Buruh Harus Paham Pembukuan Keuangan Perusahaan

Laporan Kegiatan Pendidikan Ekonomi-Politik Solidaritas.net: Memahami Pembukuan Perusahaan, 16 November 2014

pendidikan pembukuan perusahaan
© Pendidikan memahami Pembukuan Perusahaan, Minggu, 16 November 2014. © Solidaritas.net / Moch. Arifin

Buruh tidak hanya berjuang dengan aksi-aksi di jalanan dan menuntut hak normatif saja, tapi juga harus menalar penindasan dan penghisapan yang dilakukan oleh pengusaha (kapitalis) secara ekonomi-politik. Itulah pentingnya menjadi buruh yang berpengetahuan dan berkepribadian, dengan mengatasi hambatan-hambatannya, termasuk pembungkaman ilmu pengetahuan terhadap buruh yang sering dilakukan oleh serikat-serikat buruh kuning.
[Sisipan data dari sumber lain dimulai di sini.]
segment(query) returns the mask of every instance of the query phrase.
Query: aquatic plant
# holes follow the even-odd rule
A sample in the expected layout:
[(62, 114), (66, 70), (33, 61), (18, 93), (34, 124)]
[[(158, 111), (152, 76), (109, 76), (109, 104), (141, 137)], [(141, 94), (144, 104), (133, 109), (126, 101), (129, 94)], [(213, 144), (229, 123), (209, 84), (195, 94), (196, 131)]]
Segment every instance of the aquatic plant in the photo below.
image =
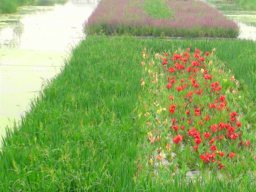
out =
[[(166, 10), (162, 12), (163, 7)], [(198, 1), (102, 0), (84, 26), (88, 35), (236, 37), (239, 34), (235, 23)]]

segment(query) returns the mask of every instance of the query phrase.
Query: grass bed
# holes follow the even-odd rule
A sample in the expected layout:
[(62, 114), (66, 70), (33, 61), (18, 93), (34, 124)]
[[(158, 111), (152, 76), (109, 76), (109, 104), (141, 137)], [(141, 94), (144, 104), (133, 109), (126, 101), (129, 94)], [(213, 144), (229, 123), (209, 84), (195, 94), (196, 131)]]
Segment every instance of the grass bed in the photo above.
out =
[[(192, 49), (215, 47), (218, 58), (234, 65), (235, 74), (253, 70), (254, 58), (245, 56), (255, 48), (252, 41), (90, 36), (32, 104), (20, 126), (9, 131), (0, 153), (0, 190), (232, 190), (239, 184), (239, 189), (254, 189), (248, 175), (218, 180), (210, 172), (191, 180), (163, 169), (151, 177), (137, 165), (148, 131), (145, 120), (137, 117), (144, 107), (139, 100), (142, 52), (172, 52), (190, 44)], [(243, 52), (230, 57), (223, 53), (227, 47)], [(236, 67), (242, 62), (247, 64), (244, 68)], [(252, 112), (245, 113), (250, 123), (255, 122)]]
[(84, 25), (88, 35), (235, 38), (239, 33), (235, 22), (193, 0), (102, 0)]

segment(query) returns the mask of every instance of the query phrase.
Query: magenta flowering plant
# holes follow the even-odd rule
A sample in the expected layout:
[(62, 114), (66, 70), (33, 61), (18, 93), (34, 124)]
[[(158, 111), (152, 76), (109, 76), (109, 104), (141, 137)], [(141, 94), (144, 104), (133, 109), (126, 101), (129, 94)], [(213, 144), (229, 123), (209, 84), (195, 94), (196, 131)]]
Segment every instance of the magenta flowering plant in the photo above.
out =
[(144, 108), (138, 116), (148, 130), (143, 159), (149, 167), (185, 174), (241, 169), (256, 160), (255, 125), (244, 118), (241, 105), (246, 96), (215, 51), (143, 52)]
[(234, 21), (201, 1), (102, 0), (84, 24), (88, 35), (235, 38)]

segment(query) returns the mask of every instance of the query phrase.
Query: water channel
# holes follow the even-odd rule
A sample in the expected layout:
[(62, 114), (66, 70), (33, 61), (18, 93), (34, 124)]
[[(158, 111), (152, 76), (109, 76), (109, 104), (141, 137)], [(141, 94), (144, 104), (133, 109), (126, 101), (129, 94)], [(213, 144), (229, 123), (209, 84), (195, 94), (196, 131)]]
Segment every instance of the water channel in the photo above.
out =
[(238, 38), (256, 41), (256, 11), (247, 11), (231, 1), (202, 0), (238, 23), (241, 31)]
[(46, 80), (60, 72), (72, 47), (84, 37), (82, 24), (97, 4), (69, 0), (0, 15), (0, 137), (29, 109)]
[[(256, 41), (256, 11), (221, 0), (205, 1), (239, 22), (239, 38)], [(84, 37), (82, 23), (97, 4), (97, 0), (69, 0), (0, 16), (0, 136), (29, 109), (46, 80), (60, 72), (72, 46)]]

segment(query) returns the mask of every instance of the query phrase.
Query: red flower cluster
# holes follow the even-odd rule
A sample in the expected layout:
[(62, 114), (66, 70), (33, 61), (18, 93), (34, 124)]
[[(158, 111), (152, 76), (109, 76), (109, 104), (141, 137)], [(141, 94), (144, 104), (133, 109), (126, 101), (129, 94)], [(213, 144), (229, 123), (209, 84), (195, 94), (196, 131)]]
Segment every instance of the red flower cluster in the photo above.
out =
[[(190, 144), (192, 152), (198, 155), (197, 158), (207, 163), (217, 161), (217, 166), (221, 169), (224, 166), (221, 163), (222, 158), (230, 157), (231, 160), (235, 157), (230, 145), (236, 145), (234, 148), (250, 148), (250, 141), (245, 140), (245, 136), (242, 134), (242, 123), (237, 120), (242, 117), (238, 117), (238, 113), (233, 109), (236, 108), (231, 106), (228, 99), (230, 97), (225, 95), (227, 94), (225, 93), (227, 90), (222, 89), (229, 86), (221, 81), (224, 71), (213, 70), (212, 63), (207, 57), (210, 54), (209, 52), (205, 52), (204, 55), (201, 50), (196, 49), (191, 58), (189, 50), (188, 49), (187, 52), (180, 55), (175, 54), (169, 59), (166, 58), (168, 56), (167, 53), (164, 56), (159, 57), (163, 60), (159, 63), (164, 65), (163, 78), (166, 80), (168, 75), (172, 74), (172, 76), (168, 77), (168, 89), (158, 92), (166, 91), (166, 94), (161, 95), (168, 96), (171, 102), (169, 108), (169, 119), (165, 116), (164, 120), (161, 122), (169, 125), (169, 122), (172, 119), (172, 125), (168, 126), (166, 132), (172, 133), (169, 137), (176, 135), (173, 137), (173, 142)], [(158, 65), (159, 67), (163, 67), (161, 64)], [(170, 95), (172, 95), (169, 96)], [(174, 100), (173, 96), (175, 96)], [(155, 128), (161, 126), (159, 123), (158, 118), (161, 118), (159, 110), (157, 111), (158, 124)], [(153, 138), (149, 138), (151, 144), (154, 141)], [(166, 143), (165, 145), (162, 148), (165, 147)], [(226, 153), (228, 155), (225, 156)], [(237, 157), (239, 158), (238, 154)]]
Proses litigasi dalam memenangkan tuntutan buruh pun perlu dilakukan oleh buruh sendiri. Dalam beberapa pengalaman kasus perburuhan yang terjadi, semua bukti menjadi penting ketika berada di meja perundingan. Contohnya, ketika berunding mengenai persoalan upah, buruh harus mengetahui isi pembukuan perusahaan. Kenapa? Agar buruh memiliki landasan dalam menuntut, yakni berapa keuntungan perusahaan yang dihasilkan dari kerja buruh. Bukan sekadar mengikuti instruksi dari serikat untuk menuntut, tapi tidak tahu dengan jelas landasannya, apa dan siapa yang mau dituntut.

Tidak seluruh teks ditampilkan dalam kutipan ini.